Von unserer Reporterin Cordula Sailer
Die Besuchergruppe staunt bei einem Blick nach oben nicht schlecht: 16 Meter geht es von der Bühne aus in die Höhe. An mehr als 20 Querbalken können Vorhänge und Kulissen per Seilzug heruntergelassen werden. VG-Bürgermeister Josef Oster darf an einem der vielen Seile am Bühnenrand ziehen. Herab gefahren kommt eine große Plakatwand mit unzähligen Fotografien: Sänger, Kabarettisten und Schauspielgrößen sind darauf zu sehen. Sie alle zeigten über die Jahrzehnte hinweg bereits ihr Können auf der rund 200 Quadratmeter großen Bühne des Kurtheaters: Maria Schell, Gustav Knuth, Ivan Rebroff oder Harald Juhnke.
Mit einer Ausstellung im Kursaalfoyer erinnert das Staatsbad in Zusammenarbeit mit dem Stadtmuseum und dem Verein für Geschichte nun an die bewegte Geschichte des Theaters – das genau heute vor 100 Jahren, am 2. Juni 1914, eingeweiht wurde. Auch der Marmorsaal feiert in diesem Jahr ein Jubiläum: Er wird 175 Jahre alt. Doch da der Prunksaal schon mehrere große Jahrestage feiern konnte, soll nach Wunsch der Veranstalter dieses Mal das Kurtheater im Mittelpunkt stehen. Dieser Erweiterungsbau des Kursaalgebäudes „sollte helfen, Bad Ems wieder attraktiver zu machen und an die vermeintlich große Zeit anzuknüpfen“, erklärte Stadtarchivar Hans-Jürgen Sarholz bei der Ausstellungseröffnung.
Zwar hatte Bad Ems im Jahr 1913 noch fast 11 000 Kurgäste, darunter auch viele ausländische Gäste aus Russland, Frankreich oder England. Aber: „Der Adel, der in Spitzenzeiten Mitte des 19. Jahrhunderts um die 20 Prozent der Kurgäste ausmachte, stellte 1913 keine 4 Prozent mehr“, erläuterte Sarholz.
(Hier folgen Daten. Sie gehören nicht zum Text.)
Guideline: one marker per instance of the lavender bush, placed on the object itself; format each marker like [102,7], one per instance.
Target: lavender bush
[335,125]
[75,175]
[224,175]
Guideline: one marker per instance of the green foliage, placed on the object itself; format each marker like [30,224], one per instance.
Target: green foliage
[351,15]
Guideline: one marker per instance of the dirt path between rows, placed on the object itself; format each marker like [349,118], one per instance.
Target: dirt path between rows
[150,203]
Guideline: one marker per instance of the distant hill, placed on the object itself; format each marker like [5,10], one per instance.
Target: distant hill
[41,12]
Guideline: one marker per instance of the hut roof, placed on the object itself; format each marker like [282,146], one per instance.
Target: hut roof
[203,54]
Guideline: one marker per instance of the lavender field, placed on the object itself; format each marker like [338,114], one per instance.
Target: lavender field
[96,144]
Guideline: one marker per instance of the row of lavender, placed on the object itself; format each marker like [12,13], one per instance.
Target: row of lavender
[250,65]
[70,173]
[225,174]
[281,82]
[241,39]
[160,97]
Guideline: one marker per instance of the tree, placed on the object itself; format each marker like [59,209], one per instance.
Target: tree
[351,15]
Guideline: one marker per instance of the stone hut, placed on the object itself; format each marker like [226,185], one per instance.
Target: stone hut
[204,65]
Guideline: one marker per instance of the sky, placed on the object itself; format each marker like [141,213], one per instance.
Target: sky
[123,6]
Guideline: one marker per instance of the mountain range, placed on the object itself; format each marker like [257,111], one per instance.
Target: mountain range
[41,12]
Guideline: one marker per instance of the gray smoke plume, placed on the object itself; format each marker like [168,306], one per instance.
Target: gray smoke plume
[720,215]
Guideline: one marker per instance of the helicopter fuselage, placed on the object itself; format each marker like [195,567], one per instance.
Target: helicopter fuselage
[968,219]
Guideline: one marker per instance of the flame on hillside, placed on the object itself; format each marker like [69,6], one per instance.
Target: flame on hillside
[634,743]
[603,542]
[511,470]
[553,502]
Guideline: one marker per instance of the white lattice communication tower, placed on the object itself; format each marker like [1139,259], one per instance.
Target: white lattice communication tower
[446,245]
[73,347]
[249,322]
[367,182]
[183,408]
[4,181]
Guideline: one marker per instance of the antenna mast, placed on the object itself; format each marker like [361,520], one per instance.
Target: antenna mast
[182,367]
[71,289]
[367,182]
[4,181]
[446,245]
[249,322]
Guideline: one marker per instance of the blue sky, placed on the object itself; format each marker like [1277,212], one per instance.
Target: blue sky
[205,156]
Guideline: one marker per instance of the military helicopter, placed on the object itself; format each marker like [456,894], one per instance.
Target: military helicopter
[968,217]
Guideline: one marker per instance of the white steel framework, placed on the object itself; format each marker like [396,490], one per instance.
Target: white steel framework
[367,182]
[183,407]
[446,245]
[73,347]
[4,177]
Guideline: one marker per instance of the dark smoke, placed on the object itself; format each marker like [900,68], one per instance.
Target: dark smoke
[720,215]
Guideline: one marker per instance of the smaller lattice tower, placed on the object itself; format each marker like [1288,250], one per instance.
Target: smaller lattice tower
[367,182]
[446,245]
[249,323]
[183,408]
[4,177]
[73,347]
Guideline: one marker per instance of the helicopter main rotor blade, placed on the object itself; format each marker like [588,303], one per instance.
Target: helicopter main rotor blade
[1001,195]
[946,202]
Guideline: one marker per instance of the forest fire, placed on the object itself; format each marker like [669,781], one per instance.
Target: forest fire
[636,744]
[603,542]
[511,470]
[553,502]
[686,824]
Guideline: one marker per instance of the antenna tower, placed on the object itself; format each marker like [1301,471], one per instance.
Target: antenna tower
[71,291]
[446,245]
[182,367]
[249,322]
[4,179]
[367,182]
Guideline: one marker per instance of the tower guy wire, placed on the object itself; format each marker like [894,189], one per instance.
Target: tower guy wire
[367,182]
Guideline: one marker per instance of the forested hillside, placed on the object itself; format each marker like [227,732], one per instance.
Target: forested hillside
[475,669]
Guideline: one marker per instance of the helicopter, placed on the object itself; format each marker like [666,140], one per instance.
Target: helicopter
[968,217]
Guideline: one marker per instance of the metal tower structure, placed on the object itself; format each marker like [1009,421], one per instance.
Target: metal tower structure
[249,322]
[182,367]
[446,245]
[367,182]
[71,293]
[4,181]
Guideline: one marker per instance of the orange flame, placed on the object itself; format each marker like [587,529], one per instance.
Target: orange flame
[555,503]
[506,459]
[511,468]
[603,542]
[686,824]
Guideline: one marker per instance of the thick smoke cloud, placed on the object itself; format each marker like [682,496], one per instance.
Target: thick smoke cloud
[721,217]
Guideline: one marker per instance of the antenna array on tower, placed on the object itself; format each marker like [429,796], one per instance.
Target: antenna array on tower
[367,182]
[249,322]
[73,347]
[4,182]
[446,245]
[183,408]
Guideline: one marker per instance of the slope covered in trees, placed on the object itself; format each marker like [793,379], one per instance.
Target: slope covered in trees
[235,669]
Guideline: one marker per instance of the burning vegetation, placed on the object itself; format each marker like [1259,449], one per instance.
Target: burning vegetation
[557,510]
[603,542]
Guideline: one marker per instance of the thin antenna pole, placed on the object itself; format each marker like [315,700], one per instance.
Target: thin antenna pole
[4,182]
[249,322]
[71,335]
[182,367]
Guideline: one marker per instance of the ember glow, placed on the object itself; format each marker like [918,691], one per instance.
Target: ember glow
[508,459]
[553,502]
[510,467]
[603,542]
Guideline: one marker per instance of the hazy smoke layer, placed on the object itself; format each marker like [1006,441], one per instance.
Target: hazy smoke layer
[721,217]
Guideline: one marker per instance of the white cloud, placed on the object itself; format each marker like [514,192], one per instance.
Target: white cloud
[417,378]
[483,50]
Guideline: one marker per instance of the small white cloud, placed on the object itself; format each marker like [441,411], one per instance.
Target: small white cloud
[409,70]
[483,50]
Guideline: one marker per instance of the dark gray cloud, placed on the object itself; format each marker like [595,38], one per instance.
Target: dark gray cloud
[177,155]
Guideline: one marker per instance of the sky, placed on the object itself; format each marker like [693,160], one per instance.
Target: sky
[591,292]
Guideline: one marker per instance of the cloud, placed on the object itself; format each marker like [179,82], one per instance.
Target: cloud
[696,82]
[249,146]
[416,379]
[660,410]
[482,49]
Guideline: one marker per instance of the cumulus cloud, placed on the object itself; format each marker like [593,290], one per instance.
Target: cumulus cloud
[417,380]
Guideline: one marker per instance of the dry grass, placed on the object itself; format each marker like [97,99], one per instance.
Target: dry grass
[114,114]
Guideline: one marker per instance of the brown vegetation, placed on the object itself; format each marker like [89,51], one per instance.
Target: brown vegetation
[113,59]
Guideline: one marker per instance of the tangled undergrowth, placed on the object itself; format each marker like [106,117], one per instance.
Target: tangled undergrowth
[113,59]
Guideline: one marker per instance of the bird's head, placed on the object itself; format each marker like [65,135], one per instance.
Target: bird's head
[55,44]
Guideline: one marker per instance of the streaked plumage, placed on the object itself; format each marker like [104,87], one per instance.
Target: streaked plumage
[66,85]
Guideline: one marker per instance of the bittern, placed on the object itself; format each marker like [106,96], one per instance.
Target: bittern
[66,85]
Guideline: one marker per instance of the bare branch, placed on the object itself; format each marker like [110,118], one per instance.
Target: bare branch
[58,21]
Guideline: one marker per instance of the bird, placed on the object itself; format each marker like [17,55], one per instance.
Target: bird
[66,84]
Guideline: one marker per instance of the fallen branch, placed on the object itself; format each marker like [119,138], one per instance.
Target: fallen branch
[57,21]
Große Kurorte wie Bad Ems oder Bad Kissingen bekamen neue Konkurrenz: Seebäder wie Norderney oder Borkum waren die neuen Publikumsmagneten. Daher der Bau des Kurtheaters: Man wollte mithalten mit den neuen Modebädern, führte Sarholz weiter aus.
Im Herbst 1913 wurde mit den Bauarbeiten am Kurtheater begonnen, im Juni 1914 wurde die Einweihung gefeiert – wenige Wochen vor dem Ersten Weltkrieg. Darum stellte Stadtarchivar Hans-Jürgen Sarholz den Gästen der Ausstellungseröffnung die Frage: „Ist es angemessen, in diesen Tagen an ein anderes Ereignis vor 100 Jahren zu erinnern als an den Kriegsbeginn?“ Für Sarholz liegt die Antwort auf der Hand: Ja, das ist es.
Denn für ihn stehen solch prächtige Kurbauten „für ein Europa der Begegnung, des Austausches und der Weltoffenheit“. Daher sei für Europa nicht nur der Blick zurück auf die beiden Weltkriege wichtig, sondern auch „auf die gemeinsame europäische Tradition, für die gerade die großen Kurorte stehen“.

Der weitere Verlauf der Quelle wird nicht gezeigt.